Zhang Han, Wheeler William, Hyland Paula L, Yang Yifan, Shi Jianxin, Chatterjee Nilanjan, Yu Kai
Division of Cancer Epidemiology and Genetics, National Cancer Institute, National Institutes of Health, Bethesda, Maryland, United States of America.
Information Management Services Inc., Calverton, Maryland, United States of America.
PLoS Genet. 2016 Jun 30;12(6):e1006122. doi: 10.1371/journal.pgen.1006122. eCollection 2016 Jun.
Meta-analysis of multiple genome-wide association studies (GWAS) has become an effective approach for detecting single nucleotide polymorphism (SNP) associations with complex traits.
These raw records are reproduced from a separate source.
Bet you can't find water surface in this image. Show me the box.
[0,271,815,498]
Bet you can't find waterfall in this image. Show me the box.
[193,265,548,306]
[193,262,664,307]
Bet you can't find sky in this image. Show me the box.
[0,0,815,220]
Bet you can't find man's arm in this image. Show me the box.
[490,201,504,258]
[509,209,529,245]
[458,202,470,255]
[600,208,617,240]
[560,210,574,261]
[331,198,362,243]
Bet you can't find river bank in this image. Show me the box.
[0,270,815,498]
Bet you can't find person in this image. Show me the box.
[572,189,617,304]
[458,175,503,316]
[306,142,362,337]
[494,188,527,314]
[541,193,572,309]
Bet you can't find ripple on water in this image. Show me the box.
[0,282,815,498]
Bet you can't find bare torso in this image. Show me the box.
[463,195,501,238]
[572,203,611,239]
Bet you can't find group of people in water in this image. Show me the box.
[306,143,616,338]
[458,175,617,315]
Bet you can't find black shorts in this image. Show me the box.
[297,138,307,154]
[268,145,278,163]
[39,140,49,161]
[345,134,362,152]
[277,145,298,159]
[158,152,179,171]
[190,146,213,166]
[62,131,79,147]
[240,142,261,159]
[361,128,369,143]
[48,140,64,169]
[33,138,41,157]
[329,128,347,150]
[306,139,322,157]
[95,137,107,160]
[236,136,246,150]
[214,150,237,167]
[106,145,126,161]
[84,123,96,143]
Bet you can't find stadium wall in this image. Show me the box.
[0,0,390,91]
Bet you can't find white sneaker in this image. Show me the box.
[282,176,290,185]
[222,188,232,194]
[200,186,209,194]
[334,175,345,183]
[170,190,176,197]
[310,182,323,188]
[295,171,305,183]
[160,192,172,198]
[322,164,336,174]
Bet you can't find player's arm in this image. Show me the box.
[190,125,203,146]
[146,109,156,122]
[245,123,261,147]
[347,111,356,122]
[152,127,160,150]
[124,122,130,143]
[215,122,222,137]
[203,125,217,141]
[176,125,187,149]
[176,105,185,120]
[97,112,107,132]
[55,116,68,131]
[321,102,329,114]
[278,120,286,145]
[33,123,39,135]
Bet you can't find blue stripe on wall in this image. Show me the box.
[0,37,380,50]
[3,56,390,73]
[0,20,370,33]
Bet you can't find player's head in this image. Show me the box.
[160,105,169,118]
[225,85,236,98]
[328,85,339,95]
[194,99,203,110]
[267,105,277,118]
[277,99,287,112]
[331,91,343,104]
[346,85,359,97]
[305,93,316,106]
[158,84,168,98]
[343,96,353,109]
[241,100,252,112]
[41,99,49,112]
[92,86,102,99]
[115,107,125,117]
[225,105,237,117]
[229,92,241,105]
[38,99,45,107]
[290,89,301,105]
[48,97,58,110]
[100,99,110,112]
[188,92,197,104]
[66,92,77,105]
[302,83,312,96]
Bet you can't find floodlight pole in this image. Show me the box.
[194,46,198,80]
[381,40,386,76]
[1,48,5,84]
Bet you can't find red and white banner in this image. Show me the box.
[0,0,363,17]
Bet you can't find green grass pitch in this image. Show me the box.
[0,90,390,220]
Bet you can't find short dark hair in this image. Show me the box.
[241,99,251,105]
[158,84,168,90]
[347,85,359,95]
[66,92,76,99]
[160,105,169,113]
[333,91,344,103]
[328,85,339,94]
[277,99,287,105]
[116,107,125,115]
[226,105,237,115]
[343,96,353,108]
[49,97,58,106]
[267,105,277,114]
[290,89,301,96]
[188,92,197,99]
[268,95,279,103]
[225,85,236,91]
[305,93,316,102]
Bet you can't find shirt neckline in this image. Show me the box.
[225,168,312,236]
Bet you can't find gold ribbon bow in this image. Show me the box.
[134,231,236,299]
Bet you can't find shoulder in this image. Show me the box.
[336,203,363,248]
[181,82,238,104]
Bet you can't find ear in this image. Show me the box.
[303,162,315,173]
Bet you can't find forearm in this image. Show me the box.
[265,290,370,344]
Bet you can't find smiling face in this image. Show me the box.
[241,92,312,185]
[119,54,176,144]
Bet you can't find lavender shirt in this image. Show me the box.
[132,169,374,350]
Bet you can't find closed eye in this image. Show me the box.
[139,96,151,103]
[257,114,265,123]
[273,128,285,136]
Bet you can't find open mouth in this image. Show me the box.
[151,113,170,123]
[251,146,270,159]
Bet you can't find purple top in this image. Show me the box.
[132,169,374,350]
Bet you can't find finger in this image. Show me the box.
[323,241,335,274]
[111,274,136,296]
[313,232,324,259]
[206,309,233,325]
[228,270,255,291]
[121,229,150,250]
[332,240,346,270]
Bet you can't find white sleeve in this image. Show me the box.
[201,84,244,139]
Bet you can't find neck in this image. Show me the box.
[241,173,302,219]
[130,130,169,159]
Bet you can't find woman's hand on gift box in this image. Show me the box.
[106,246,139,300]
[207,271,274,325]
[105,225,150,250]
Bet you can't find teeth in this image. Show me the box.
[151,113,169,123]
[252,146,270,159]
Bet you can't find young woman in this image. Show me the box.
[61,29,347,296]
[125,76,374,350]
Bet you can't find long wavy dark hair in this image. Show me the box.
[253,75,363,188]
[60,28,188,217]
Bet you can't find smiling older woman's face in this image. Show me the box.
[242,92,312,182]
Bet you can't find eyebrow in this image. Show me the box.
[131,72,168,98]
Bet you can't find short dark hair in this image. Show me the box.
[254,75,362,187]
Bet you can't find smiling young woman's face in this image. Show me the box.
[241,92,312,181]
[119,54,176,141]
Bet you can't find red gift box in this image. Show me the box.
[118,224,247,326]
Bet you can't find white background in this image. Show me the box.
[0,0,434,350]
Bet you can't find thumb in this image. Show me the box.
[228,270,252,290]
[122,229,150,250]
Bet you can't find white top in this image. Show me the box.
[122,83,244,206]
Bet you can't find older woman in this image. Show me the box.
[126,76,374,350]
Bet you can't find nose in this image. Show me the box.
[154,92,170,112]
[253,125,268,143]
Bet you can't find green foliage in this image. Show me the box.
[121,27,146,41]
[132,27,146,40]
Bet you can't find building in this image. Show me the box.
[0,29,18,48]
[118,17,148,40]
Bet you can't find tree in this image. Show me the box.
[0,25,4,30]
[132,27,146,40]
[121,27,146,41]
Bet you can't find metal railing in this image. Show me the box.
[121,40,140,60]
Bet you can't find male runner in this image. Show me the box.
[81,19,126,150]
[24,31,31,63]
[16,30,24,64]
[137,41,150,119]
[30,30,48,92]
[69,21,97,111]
However, it is difficult to integrate the readily accessible SNP-level summary statistics from a meta-analysis into more powerful multi-marker testing procedures, which generally require individual-level genetic data. We developed a general procedure called Summary based Adaptive Rank Truncated Product (sARTP) for conducting gene and pathway meta-analysis that uses only SNP-level summary statistics in combination with genotype correlation estimated from a panel of individual-level genetic data. We demonstrated the validity and power advantage of sARTP through empirical and simulated data. We conducted a comprehensive pathway-based meta-analysis with sARTP on type 2 diabetes (T2D) by integrating SNP-level summary statistics from two large studies consisting of 19,809 T2D cases and 111,181 controls with European ancestry. Among 4,713 candidate pathways from which genes in neighborhoods of 170 GWAS established T2D loci were excluded, we detected 43 T2D globally significant pathways (with Bonferroni corrected p-values < 0.05), which included the insulin signaling pathway and T2D pathway defined by KEGG, as well as the pathways defined according to specific gene expression patterns on pancreatic adenocarcinoma, hepatocellular carcinoma, and bladder carcinoma. Using summary data from 8 eastern Asian T2D GWAS with 6,952 cases and 11,865 controls, we showed 7 out of the 43 pathways identified in European populations remained to be significant in eastern Asians at the false discovery rate of 0.1. We created an R package and a web-based tool for sARTP with the capability to analyze pathways with thousands of genes and tens of thousands of SNPs.
对多个全基因组关联研究(GWAS)进行荟萃分析已成为检测单核苷酸多态性(SNP)与复杂性状关联的有效方法。然而,将荟萃分析中易于获取的SNP水平汇总统计数据整合到更强大的多标记测试程序中却很困难,因为这些程序通常需要个体水平的遗传数据。我们开发了一种名为基于汇总的自适应秩截断乘积(sARTP)的通用程序,用于进行基因和通路荟萃分析,该程序仅使用SNP水平的汇总统计数据,并结合从一组个体水平遗传数据估计的基因型相关性。我们通过实证数据和模拟数据证明了sARTP的有效性和功效优势。我们使用sARTP对2型糖尿病(T2D)进行了基于通路的全面荟萃分析,整合了来自两项大型研究的SNP水平汇总统计数据,这两项研究包括19809例T2D病例和111181例欧洲血统对照。在4713条候选通路中,排除了170个GWAS确定的T2D位点附近区域的基因,我们检测到43条T2D全局显著通路(Bonferroni校正p值<0.05),其中包括KEGG定义的胰岛素信号通路和T2D通路,以及根据胰腺腺癌、肝细胞癌和膀胱癌的特定基因表达模式定义的通路。使用来自8项东亚T2D GWAS的汇总数据,包括6952例病例和11865例对照,我们发现欧洲人群中确定的43条通路中有7条在东亚人群中以0.1的错误发现率仍然显著。我们为sARTP创建了一个R包和一个基于网络的工具,能够分析包含数千个基因和数万个SNP的通路。